De houten beelden, die niet zijn wat ze lijken

Pietje Precies

Enige tijd geleden besloot Faan te stoppen met het maken van grote dingen, zijn houten beelden. Zijn atelier stond vol. Daar kwam bij dat hij het werken met hout niet zo fijn meer vond, veel stof en ook best zwaar werk.

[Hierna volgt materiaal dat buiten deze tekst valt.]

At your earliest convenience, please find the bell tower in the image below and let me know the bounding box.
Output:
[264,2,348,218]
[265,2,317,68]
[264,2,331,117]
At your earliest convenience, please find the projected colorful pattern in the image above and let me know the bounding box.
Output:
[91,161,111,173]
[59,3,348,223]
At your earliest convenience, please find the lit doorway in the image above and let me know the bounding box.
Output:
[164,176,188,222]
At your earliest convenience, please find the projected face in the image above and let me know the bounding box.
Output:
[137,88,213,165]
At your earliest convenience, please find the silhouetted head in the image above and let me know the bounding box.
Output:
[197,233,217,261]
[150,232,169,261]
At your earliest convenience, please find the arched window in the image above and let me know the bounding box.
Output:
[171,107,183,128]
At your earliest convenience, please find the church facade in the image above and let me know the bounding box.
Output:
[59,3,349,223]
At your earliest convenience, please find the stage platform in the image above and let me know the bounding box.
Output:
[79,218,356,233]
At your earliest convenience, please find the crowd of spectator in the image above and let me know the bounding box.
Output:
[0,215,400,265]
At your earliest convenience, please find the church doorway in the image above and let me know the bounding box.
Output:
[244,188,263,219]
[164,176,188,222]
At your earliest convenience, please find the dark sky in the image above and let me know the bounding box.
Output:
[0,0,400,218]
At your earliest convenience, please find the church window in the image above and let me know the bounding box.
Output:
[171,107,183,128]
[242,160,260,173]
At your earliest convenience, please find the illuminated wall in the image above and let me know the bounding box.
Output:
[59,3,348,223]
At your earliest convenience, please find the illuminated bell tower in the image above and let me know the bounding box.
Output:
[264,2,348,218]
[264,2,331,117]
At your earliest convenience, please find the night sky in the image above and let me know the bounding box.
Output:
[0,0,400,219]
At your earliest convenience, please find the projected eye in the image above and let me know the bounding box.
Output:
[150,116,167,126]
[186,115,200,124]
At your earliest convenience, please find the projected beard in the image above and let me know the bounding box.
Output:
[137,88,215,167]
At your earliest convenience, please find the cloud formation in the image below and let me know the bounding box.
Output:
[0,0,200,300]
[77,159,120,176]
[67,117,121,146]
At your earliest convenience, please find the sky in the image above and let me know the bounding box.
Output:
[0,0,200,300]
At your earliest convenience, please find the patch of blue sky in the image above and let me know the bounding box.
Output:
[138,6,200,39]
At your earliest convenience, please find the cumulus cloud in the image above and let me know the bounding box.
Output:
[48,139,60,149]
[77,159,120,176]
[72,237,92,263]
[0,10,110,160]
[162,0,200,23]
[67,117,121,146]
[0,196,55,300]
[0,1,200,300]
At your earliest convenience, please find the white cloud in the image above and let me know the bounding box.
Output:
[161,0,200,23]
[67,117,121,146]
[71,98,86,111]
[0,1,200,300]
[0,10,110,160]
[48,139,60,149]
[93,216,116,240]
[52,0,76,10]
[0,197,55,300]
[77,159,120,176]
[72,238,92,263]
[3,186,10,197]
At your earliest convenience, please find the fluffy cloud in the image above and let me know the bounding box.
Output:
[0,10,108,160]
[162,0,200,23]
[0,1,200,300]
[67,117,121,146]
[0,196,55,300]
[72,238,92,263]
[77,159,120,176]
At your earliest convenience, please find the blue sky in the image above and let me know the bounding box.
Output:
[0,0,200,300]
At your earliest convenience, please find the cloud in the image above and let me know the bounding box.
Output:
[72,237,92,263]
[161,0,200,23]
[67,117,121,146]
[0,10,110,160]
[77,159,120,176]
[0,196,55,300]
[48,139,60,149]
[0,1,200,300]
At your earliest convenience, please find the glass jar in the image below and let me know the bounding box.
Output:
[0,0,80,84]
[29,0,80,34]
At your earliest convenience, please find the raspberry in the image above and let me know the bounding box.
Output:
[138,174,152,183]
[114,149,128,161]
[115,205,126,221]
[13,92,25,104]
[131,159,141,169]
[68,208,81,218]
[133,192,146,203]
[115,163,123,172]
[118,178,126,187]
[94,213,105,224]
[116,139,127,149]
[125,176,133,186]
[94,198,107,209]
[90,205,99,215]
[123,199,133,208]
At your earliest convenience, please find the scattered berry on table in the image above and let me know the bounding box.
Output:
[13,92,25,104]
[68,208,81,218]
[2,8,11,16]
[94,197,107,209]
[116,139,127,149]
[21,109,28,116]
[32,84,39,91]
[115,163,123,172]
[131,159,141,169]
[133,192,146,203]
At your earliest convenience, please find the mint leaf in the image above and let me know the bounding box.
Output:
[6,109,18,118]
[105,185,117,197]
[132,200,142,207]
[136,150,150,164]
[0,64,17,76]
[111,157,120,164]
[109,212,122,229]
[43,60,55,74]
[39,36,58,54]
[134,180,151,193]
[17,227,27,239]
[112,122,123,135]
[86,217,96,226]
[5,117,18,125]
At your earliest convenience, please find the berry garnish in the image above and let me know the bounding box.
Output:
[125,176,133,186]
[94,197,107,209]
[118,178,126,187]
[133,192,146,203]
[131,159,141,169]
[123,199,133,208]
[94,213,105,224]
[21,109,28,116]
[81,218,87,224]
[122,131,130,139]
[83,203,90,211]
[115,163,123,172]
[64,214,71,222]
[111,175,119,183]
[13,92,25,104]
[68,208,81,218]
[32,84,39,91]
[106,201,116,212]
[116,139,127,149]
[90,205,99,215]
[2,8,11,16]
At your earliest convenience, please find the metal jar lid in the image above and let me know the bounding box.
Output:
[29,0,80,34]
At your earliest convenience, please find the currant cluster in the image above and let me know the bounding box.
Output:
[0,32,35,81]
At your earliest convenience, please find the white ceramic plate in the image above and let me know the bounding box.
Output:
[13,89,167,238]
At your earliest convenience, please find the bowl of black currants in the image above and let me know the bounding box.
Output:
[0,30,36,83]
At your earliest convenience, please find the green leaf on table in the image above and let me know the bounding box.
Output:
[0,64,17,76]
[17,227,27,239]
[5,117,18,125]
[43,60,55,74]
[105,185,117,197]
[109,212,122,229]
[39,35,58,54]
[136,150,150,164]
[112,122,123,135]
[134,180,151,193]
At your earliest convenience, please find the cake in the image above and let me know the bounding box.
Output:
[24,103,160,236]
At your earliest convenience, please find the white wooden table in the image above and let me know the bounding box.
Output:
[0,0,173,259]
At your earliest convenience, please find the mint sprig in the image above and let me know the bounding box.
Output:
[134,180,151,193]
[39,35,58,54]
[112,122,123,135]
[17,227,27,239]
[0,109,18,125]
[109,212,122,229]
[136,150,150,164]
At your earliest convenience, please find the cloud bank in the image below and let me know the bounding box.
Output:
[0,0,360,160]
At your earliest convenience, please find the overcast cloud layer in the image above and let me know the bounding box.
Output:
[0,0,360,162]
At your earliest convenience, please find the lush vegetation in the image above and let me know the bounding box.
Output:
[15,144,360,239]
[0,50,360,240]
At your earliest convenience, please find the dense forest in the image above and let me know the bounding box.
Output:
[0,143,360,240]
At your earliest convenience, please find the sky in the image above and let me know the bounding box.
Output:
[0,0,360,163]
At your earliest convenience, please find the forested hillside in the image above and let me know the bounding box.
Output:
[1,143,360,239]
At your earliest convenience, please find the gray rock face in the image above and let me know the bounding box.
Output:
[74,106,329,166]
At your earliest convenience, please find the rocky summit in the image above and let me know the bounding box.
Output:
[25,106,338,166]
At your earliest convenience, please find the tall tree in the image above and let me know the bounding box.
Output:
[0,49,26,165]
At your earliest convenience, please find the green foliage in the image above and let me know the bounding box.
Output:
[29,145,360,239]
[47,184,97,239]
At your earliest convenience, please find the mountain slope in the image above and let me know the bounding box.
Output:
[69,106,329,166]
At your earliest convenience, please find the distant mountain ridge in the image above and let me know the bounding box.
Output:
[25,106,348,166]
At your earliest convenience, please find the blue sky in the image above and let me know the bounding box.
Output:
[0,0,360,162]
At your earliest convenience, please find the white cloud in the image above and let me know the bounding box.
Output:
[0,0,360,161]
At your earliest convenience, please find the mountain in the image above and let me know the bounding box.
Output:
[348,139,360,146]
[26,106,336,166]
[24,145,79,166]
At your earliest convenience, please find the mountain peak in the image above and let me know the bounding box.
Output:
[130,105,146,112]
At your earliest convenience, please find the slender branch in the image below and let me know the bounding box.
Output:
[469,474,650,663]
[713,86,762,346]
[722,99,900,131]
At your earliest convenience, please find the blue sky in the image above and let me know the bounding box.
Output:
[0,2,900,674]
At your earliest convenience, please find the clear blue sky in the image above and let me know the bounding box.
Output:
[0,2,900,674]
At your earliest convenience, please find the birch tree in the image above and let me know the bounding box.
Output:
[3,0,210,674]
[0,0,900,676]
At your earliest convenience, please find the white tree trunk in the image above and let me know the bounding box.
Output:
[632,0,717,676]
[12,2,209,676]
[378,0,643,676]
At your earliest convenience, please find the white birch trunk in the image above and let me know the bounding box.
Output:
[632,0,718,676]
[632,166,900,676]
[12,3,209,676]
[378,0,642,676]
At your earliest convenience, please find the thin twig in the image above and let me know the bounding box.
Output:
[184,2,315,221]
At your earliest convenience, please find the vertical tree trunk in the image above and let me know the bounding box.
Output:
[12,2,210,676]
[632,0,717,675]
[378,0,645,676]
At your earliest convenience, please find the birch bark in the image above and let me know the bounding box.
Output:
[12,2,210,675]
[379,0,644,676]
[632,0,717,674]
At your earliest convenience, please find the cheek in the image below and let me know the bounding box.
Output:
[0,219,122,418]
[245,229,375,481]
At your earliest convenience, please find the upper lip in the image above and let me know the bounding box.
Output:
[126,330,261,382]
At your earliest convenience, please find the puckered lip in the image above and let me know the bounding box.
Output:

Zijn basis is hetzelfde gebleven: werken met papier en daarmee zoeken naar de vorm die in zijn brein is ontstaan. 
‘Ik vind papier heel erg mooi en levendig materiaal dat een goed gevoel geeft. In de tijd dat ik houtsneden maakte, maakte ik ook mijn eigen papier om ze daarop af te drukken. Ik begin met een ruimtelijke papieren vorm en vervolgens maak ik de uitslag ervan.’ Een uitslag is de afbeelding van een ruimtelijk (hol) voorwerp in het platte vlak. Het resultaat lijkt op een bouwplaat, die je uit één stuk tot een driedimensionale vorm kunt vouwen, een soort Origami. Als alles getekend is, snijdt Faan alle vlakjes die zijn ontstaan uit met uiterste precisie. ‘Tsja, je moet een beetje precies zijn en de liniaal goed op z’n plek kunnen houden’, grijnst hij. Daarna worden alle stukjes met pigment gekleurd en vervolgens teruggeplaatst in de uitgesneden vormen. Op de vraag hoe je zijn werk moet omschrijven antwoordt hij: ‘ingelegd papier, of uitsneden.’ En gevraagd waarom ze enigmatische tekeningen heten, vertelt hij dat een galeriehouder hem eens vroeg hoe hij Faans werk moest noemen. ‘Ik bedacht dat het “enigmatische tekeningen” moest zijn. Enigma betekent raadsel en ik vind dat mijn werk daar heel dichtbij komt.’